Matches présumés truqués en Ligue 2 : les vérités de Fortin

Jean-François Fortin - AFP
Le 17 mars dernier, Jean-François Fortin a remporté une première bataille en étant disculpé par la commission de discipline de la LFP dans l’affaire des matches présumés truqués en Ligue 2 la saison passée. Pour rappel, le président du Stade Malherbe de Caen était soupçonné d’avoir arrangé, avec son homologue nîmois Jean-Marc Conrad, le résultat de Caen-Nîmes (1-1), qui permettait à son club de monter et à la formation gardoise de se maintenir. Un épisode que le dirigeant normand, qui reste mis en examen sur le plan pénal, n’est pas près d’oublier. Sa version des faits, ses échanges téléphoniques avec Conrad, les fameuses bouteilles de vins, sa garde à vue, les soutiens du monde du foot… Jean-François Fortin se livre sans retenue.
Soulagé mais…
« Je ne vais pas faire le malin. Je ne sais pas si "soulagement" est le terme, ou si c’est plutôt une confirmation de ce que j’ai toujours affirmé. C’est-à-dire que je ne voyais pas ce que j’avais pu faire de mal dans cette affaire. Je suis très heureux que cela se termine de la sorte. Mais en ce qui me concerne, j’avais besoin de cette confirmation claire et nette. La rétrogradation de Nîmes ? Je connais les problèmes que cela pose à un club en termes de gestion financière, d’hommes… Quant aux décisions de la commission, je n’ai pas les éléments pour avoir un avis quelconque. En ce qui me concerne, j’ai tendance à féliciter Monsieur Jaspard (ancien patron de la police judiciaire) pour cette enquête. Non pas parce que cela confirme ce que j’ai toujours avancé mais parce que j’ai trouvé qu’elle avait été faite sérieusement. »

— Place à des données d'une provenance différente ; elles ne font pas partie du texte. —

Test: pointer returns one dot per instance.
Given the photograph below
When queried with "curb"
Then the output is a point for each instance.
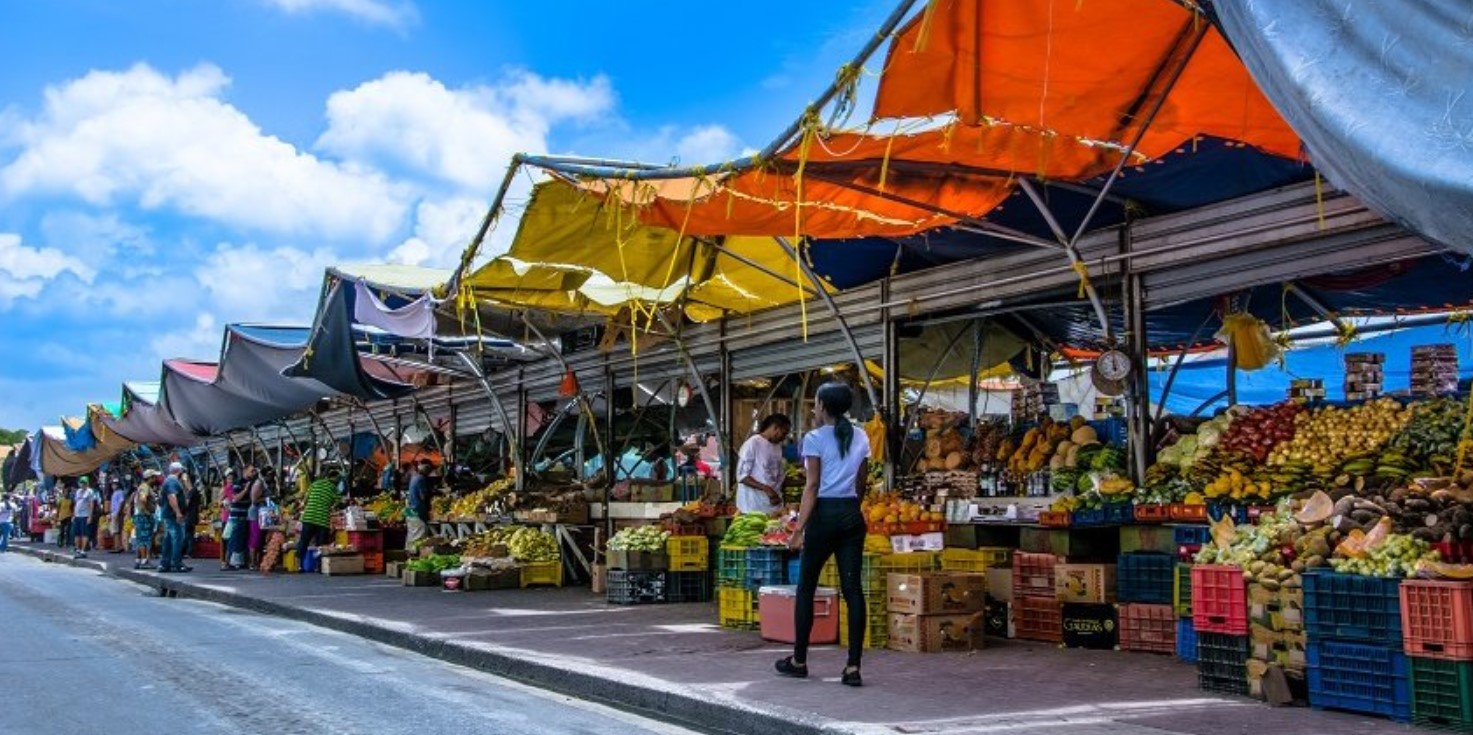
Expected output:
(679, 709)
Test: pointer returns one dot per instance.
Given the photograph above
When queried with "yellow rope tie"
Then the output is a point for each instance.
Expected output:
(1319, 199)
(924, 33)
(1084, 277)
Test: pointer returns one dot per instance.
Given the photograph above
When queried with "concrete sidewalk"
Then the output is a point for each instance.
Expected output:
(675, 663)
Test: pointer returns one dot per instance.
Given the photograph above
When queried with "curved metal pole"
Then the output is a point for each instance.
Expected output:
(843, 324)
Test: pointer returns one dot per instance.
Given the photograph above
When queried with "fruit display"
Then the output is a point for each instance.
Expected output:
(644, 538)
(746, 529)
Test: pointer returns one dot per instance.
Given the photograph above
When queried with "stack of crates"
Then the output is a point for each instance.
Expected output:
(1438, 641)
(1220, 620)
(690, 578)
(1037, 612)
(1355, 644)
(874, 584)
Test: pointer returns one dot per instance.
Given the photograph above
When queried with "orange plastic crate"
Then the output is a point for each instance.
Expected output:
(1148, 628)
(1033, 575)
(1436, 619)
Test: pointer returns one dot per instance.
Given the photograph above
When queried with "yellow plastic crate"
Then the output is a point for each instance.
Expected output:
(688, 553)
(737, 609)
(542, 573)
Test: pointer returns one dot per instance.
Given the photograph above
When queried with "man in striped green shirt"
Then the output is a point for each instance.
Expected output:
(317, 513)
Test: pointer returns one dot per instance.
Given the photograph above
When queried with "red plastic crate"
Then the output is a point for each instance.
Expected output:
(1152, 513)
(1148, 628)
(1033, 575)
(1039, 619)
(1218, 600)
(1182, 511)
(1436, 619)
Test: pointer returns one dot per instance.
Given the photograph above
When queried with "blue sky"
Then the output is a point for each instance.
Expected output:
(168, 167)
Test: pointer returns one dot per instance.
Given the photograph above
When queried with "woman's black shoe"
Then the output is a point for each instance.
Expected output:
(796, 670)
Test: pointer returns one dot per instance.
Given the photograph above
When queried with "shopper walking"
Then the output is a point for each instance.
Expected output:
(759, 467)
(145, 505)
(835, 458)
(6, 522)
(84, 503)
(115, 516)
(417, 505)
(171, 504)
(317, 514)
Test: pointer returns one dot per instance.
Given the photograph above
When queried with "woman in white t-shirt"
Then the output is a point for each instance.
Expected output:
(831, 525)
(759, 467)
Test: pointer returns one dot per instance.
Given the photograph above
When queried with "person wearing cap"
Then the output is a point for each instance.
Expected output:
(84, 501)
(417, 504)
(171, 503)
(143, 504)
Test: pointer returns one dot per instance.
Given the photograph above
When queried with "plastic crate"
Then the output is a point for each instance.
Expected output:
(737, 609)
(731, 566)
(1033, 575)
(1154, 513)
(1039, 619)
(1183, 513)
(1369, 679)
(1218, 600)
(1148, 628)
(542, 573)
(688, 553)
(635, 588)
(1120, 513)
(975, 560)
(1436, 619)
(1223, 663)
(1192, 535)
(877, 623)
(1350, 607)
(1186, 639)
(1442, 694)
(687, 586)
(1145, 576)
(1182, 591)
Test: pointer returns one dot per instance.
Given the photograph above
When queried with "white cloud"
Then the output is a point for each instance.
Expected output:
(176, 143)
(376, 12)
(460, 136)
(24, 271)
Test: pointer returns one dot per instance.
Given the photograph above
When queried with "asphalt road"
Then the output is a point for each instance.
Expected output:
(83, 654)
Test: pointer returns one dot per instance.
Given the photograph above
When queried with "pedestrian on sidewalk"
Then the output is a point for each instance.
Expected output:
(171, 504)
(417, 505)
(830, 523)
(84, 503)
(6, 522)
(237, 520)
(115, 516)
(143, 505)
(317, 513)
(64, 514)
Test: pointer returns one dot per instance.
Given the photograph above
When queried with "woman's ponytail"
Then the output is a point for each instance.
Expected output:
(837, 398)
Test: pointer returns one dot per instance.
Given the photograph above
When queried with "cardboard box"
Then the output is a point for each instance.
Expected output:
(999, 584)
(345, 564)
(937, 634)
(1084, 582)
(1089, 625)
(936, 592)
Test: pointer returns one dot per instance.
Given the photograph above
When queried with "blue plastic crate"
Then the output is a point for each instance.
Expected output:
(1192, 535)
(1352, 609)
(1145, 576)
(1186, 639)
(766, 566)
(1370, 679)
(1123, 513)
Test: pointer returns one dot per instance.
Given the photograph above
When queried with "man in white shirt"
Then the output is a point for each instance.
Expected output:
(759, 467)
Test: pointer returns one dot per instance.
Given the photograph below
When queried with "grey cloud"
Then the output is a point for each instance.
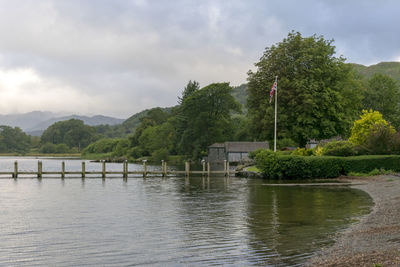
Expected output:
(139, 54)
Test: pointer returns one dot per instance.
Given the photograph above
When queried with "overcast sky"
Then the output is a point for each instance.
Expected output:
(118, 57)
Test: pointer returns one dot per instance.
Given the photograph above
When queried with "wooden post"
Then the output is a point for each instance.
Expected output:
(225, 167)
(103, 174)
(187, 168)
(162, 168)
(83, 169)
(165, 168)
(125, 169)
(39, 169)
(63, 170)
(15, 175)
(144, 168)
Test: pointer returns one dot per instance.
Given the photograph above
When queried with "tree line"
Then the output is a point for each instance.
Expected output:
(319, 97)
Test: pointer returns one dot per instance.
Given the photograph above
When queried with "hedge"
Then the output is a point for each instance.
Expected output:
(302, 167)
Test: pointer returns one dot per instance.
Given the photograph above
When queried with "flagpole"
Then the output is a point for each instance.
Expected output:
(276, 110)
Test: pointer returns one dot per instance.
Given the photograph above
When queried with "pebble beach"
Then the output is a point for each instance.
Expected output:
(375, 239)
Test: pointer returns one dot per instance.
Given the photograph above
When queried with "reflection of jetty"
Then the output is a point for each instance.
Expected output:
(125, 173)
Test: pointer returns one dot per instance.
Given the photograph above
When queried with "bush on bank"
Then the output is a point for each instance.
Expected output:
(276, 166)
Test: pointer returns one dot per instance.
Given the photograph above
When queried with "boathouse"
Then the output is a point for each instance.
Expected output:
(233, 151)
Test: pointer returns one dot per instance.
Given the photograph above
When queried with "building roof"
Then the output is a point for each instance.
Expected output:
(245, 146)
(217, 145)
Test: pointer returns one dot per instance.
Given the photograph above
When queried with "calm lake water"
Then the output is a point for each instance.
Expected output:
(171, 221)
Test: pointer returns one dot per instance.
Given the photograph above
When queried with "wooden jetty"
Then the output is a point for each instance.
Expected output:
(125, 173)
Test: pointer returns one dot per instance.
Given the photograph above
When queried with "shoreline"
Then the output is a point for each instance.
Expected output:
(375, 239)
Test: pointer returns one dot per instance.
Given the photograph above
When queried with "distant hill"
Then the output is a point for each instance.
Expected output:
(128, 126)
(391, 69)
(35, 122)
(26, 120)
(92, 121)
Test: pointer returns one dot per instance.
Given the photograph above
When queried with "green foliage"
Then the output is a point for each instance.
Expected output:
(135, 152)
(160, 154)
(49, 148)
(319, 96)
(276, 166)
(13, 140)
(297, 167)
(204, 118)
(339, 148)
(253, 154)
(302, 152)
(383, 94)
(73, 133)
(104, 145)
(383, 140)
(371, 173)
(369, 122)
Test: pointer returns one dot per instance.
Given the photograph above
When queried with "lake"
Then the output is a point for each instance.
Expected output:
(173, 221)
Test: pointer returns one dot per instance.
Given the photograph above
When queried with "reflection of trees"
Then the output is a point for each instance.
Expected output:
(285, 222)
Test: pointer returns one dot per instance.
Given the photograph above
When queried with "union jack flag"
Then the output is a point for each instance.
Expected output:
(271, 93)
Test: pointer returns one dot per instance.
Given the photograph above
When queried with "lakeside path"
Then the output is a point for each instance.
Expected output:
(375, 240)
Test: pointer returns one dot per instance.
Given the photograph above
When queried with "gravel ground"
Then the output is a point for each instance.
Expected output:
(375, 241)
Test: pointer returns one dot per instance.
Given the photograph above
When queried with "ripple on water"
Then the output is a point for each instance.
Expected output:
(173, 221)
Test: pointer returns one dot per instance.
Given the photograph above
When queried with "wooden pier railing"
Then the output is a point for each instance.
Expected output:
(125, 173)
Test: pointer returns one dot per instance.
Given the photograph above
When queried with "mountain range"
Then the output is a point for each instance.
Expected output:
(35, 122)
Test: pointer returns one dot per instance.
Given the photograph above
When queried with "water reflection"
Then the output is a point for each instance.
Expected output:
(168, 221)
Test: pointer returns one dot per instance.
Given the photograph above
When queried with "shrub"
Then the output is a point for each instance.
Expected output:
(285, 142)
(382, 140)
(369, 122)
(135, 152)
(276, 166)
(253, 154)
(339, 148)
(160, 154)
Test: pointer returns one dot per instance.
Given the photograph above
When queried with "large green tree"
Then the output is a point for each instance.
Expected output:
(383, 94)
(207, 113)
(318, 96)
(13, 140)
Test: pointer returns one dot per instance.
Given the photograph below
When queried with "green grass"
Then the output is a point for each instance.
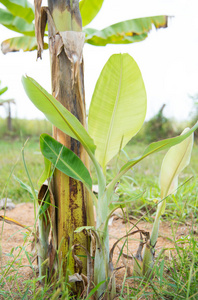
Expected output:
(176, 276)
(11, 164)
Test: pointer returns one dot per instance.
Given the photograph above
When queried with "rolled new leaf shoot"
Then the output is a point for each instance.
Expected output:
(174, 162)
(152, 148)
(65, 160)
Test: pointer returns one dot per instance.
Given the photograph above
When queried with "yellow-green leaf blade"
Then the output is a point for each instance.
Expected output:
(20, 8)
(89, 9)
(64, 159)
(57, 114)
(126, 32)
(175, 160)
(118, 106)
(16, 23)
(25, 43)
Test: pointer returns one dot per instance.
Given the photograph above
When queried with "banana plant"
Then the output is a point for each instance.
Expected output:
(117, 112)
(174, 162)
(19, 16)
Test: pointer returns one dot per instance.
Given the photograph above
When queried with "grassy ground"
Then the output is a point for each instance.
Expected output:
(176, 278)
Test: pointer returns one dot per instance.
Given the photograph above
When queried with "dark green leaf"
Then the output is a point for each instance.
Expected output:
(64, 159)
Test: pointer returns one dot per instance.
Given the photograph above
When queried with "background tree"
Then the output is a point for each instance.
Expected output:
(66, 39)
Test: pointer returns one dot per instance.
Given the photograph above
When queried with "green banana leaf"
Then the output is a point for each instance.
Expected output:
(27, 43)
(46, 172)
(57, 114)
(118, 106)
(64, 159)
(3, 90)
(152, 148)
(125, 32)
(16, 23)
(20, 8)
(174, 162)
(89, 9)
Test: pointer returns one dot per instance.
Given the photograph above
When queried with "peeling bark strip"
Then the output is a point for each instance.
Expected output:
(66, 42)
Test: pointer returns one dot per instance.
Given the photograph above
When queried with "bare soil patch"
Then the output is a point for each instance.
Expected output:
(12, 236)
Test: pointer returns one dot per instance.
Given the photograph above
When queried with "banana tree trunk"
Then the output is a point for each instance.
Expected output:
(74, 208)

Ses échanges avec Jean-Marc Conrad
« Je n’ai pas eu de contact téléphonique avec M. Conrad depuis qu’il est président de Nîmes. Je me souviens l’avoir rencontré trois-quatre fois lorsqu’il était à Arles-Avignon, par le biais des rencontres Caen-Arles-Avignon. De mémoire, cela s’est toujours bien passé, on n’a pas eu d’histoire ensemble. Je l’ai complètement perdu de vue après son passage à Arles-Avignon. La preuve, c’est que lorsque j’étais en garde à vue et qu’une policière a pris mon téléphone portable et mon répertoire téléphonique, le numéro de téléphone de Monsieur Conrad n’y était pas. Celui de M. Gazeau, qui était le président de Nîmes (avant Jean-Marc Conrad, ndlr), y était comme tous ceux des autres présidents. Je n’avais pas jugé nécessaire de supprimer celui de M. Gazeau pour mettre celui de M. Conrad. Quand il m’a appelé, de mémoire, il était en voiture. Il était sur l’autoroute entre Paris et Caen le jour du match (Caen-Nîmes). Et il me fait remarquer comme constat que, puisque ce match a lieu entre les deux dernières journées, ce sont des mathématiques de CE1, nous n’avons plus qu’un match à jouer. Je n’ai qu’une seule envie, c’est de gagner 3-0. Au minimum de gagner le match. Donc ce rappel a plutôt tendance à m’agacer un peu. Mais force est de constater qu’un point nous suffit. »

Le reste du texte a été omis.